Prima di pubblicare gli articoli specifici dei programmi relativi ad i miei referati con questo post ho ritenuto utile anticiparvi una sorta di analisi di carattere generale sul bilancio approvato.

In un mondo della Pubblica Amministrazione in continua evoluzione, o meglio rivoluzione, l’8 agosto scorso si è appunto riunito il Consiglio Comunale per l’illustrazione, discussione ed approvazione del bilancio preventivo 2015.

Nel settore pubblico, ma non solo, siamo in continuo cambiamento: l’applicazione della nuova armonizzazione dei bilanci, metodologie tributarie che mutano di anno in anno, l’economia in stallo. E’ un periodo storico estremamente complicato anche per chi ha il delicato compito di amministrare un ente locale.

Una difficile situazione confermata peraltro dall’ultimo allarme lanciato dalla Corte dei Conti la quale ha certificato un peso del fisco che grava sui Comuni oramai insostenibile a causa di 8 miliardi di tagli in soli 4 anni.
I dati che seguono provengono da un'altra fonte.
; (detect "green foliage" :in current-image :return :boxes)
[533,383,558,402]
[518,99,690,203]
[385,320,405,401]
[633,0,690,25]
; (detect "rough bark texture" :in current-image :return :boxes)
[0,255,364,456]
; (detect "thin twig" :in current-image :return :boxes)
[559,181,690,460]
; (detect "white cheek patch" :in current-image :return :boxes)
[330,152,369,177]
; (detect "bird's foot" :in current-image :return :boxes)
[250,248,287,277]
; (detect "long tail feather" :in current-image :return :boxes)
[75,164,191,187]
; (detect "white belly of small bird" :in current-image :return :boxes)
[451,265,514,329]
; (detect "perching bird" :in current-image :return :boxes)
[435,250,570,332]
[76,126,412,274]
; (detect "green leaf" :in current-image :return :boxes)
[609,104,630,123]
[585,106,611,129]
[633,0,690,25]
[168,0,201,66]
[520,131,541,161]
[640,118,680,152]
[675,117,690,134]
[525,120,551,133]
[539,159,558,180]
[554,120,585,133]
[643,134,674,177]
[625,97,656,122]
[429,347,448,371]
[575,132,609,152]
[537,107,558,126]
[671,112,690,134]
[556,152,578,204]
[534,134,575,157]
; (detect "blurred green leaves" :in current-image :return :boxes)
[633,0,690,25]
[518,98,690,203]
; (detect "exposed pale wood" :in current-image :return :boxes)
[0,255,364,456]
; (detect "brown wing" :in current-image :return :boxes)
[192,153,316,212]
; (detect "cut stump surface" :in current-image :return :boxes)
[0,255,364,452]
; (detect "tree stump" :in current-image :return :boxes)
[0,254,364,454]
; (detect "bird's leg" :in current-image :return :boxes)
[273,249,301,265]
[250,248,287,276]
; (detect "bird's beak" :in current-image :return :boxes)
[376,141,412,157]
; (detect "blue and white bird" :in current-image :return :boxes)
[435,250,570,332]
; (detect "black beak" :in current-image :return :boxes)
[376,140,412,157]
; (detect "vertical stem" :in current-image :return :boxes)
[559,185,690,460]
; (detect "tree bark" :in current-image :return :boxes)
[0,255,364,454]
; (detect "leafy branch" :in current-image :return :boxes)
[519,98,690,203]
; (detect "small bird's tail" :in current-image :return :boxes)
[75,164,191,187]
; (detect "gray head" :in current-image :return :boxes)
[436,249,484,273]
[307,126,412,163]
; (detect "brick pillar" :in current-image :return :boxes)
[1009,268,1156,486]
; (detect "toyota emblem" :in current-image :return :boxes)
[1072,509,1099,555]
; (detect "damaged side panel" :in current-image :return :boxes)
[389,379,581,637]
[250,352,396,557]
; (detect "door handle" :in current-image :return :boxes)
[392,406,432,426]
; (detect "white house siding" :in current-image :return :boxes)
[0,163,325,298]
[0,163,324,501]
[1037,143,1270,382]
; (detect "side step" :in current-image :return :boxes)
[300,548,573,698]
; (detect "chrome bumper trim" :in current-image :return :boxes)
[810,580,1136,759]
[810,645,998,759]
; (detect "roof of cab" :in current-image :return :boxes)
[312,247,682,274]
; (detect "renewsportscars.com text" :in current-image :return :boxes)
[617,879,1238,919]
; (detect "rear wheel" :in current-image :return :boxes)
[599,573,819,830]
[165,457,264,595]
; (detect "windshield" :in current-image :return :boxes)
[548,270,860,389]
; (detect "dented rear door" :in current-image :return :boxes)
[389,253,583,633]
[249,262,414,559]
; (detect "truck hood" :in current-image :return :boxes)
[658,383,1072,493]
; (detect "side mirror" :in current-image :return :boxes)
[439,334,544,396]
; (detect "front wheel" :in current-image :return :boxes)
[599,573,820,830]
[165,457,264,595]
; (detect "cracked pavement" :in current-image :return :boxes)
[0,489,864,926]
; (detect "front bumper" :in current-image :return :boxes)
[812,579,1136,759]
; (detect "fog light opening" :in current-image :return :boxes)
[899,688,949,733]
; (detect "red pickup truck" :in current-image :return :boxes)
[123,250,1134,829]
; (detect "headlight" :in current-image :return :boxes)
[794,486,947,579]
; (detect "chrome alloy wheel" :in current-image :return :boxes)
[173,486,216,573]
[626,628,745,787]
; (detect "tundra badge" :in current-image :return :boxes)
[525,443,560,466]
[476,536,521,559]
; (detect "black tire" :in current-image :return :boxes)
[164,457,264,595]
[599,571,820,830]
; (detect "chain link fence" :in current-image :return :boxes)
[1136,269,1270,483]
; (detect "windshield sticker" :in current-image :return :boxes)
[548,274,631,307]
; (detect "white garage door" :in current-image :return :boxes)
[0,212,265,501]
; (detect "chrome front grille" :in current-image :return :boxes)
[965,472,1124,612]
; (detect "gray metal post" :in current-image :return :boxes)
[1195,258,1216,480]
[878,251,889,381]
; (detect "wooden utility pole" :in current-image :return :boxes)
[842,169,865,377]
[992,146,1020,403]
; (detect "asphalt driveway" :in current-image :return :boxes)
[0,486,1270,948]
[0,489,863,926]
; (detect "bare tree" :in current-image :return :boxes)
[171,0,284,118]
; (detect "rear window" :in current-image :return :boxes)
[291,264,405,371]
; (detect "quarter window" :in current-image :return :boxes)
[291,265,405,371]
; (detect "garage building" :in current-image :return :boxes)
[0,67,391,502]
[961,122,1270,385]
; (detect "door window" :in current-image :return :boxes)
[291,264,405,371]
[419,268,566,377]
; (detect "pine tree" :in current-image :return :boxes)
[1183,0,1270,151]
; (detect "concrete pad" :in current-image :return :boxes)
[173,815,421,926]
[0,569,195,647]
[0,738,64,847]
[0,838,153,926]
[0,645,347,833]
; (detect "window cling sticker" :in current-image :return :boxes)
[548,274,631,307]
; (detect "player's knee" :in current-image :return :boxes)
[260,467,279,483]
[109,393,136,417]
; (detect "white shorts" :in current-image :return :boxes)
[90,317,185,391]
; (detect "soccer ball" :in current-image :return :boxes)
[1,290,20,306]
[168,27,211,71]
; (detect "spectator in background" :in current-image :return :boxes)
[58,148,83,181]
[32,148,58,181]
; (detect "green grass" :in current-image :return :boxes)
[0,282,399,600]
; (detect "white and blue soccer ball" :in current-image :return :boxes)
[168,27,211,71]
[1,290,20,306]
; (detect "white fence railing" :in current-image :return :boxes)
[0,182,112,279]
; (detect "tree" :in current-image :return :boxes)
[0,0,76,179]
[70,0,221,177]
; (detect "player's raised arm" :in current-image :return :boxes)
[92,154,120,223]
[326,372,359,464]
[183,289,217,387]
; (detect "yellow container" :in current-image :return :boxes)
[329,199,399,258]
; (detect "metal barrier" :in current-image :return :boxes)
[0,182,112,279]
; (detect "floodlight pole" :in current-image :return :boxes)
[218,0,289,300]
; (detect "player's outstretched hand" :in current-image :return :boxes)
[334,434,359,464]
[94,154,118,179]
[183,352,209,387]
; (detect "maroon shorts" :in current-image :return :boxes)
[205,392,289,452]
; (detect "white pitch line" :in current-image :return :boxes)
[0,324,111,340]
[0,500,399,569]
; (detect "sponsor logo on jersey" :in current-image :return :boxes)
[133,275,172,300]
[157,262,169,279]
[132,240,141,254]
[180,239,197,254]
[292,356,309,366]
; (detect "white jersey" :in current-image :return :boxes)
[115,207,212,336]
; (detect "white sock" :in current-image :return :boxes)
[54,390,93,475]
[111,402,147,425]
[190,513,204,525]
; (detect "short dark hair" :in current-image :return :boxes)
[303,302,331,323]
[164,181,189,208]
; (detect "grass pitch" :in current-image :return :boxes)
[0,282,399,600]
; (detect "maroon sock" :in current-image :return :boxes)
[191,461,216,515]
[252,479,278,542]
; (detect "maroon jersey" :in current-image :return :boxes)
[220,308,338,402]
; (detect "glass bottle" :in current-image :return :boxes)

Questa situazione è tremendamente oggettiva.

Tuttavia, la corrente Amministrazione, comunque forte e solida di un passato attento e oculato, ha operato in questi ultimi anni con la precisione chirurgica necessaria al fine di non caricare ulteriori pesi economici sulle spalle dei cittadini, già oberati ed in difficoltà, pur mantenendo medio/alti i livelli dei servizi e degli investimenti.

Anche quest’anno si è contenuta l’imposizione fiscale locale: non si applicherà la Tasi, si sono mantenute le stesse aliquote a scaglioni 2014 dell’Irpef comunale con esenzione dell’imposta ai redditi annui inferiori ai 16.500 euro ed  infine la Tari è rimasta praticamente invariata, anzi è sensibilmente ridotta. Peraltro, grazie ad una scrupolosa gestione finanziaria dell’ente siamo riusciti comunque a trovare gli spazi economici operativi al fine di completare e concludere alcune progettualità con l’avvio di nuove ed ulteriori proposte.

Infatti, in questa seconda parte del 2015 intraprenderemo una serie di iniziative e pianificazioni che porteranno il nostro comune entro il 2016 ad avere strumenti innovativi con conseguenti opportunità future inimmaginabili in confronto al territorio ed ai comuni che ci circondano.

In un’ottica di future UTI (Unioni Territoriali Infracomunali) confidiamo che questi sforzi ci diano una spinta decisiva per diventare in concreto veri protagonisti del futuro del territorio della bassa friulana, affiancando ulteriori caratteristiche SPECIALI a quelle che già abbiamo come il porto commerciale, la zona industriale più grande della regione e, permettemi, credo sia arrivato il momento di consacrare come terzo punto speciale di San Giorgio, il meraviglioso polo socioculturale di Villa Dora.

In conclusione di questa analisi generale sul bilancio di previsione 2015 possiamo tranquillamente affermare che ci ritroviamo di fronte a delle opportunità uniche da cogliere per mettere in completa sinergia mobilità, infrastrutture, logistica, sviluppo economico, cultura, energia, ambiente e innovazione tecnologica. Il tutto in soli 25 km quadrati di territorio.

San Giorgio, con tutte queste specialità, oggi come oggi è una crisalide, dobbiamo farla evolvere e rompere il bozzolo che la contiene affinché la farfalla possa librare in volo.

Questo è e sarà il vero sinonimo del cambiamento e sarà necessario quindi un convinto cambio di passo.